I showed a scene from the film the other day to Daily Exhaust Mike and he compared West to William Shatner. I disagree. In Star Trek, Shatner was playing it straight. In Batman, West was clearly embracing the absurd. Batman is a comedy, and West plays it as such. And his natural comedic timing is impeccable. Sometimes a dramatic actor finds a gift for comedy despite where they picture the trajectory of their careers. West is amazing in Batman. He stretches comedic legs as both Batman and Bruce Wayne. His scenes while he is wooing Catwoman in disguise are precious, combining clueless smoothness with creepy smarminess in such an innocent way that it can’t be held against him.

Opposite him was Burt Ward, who spent most of the film enthusiastically spouting his catchphrase, “Holy (blank), Batman!!” — my personal favorite being, “Holy heart failure, Batman!!” after Batman manages to dispose of a particularly precocious explosive. Like West, Burt Ward had a hard time finding work after the TV show was cancelled, but there is no reason to look back on this role with shame. Ward was rambunctious, and even showed élan in his portrayal of Robin.

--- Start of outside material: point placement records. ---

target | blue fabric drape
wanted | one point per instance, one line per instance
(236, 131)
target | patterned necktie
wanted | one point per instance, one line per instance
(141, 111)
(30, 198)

Of course, Batman does not rate as a great movie, but I do think it has an argument for being a sorely underrated comedy. Unlike so many of Hollywood’s more celebrated comedies, it maintains an even pace throughout, never becoming bogged down in third act seriousness. Check it out.

 

Addendum: Lo and behold, a couple of years after I penned this piece, someone came along and figured out the disputes, and the long-sought Batman television show was finally given a home video release.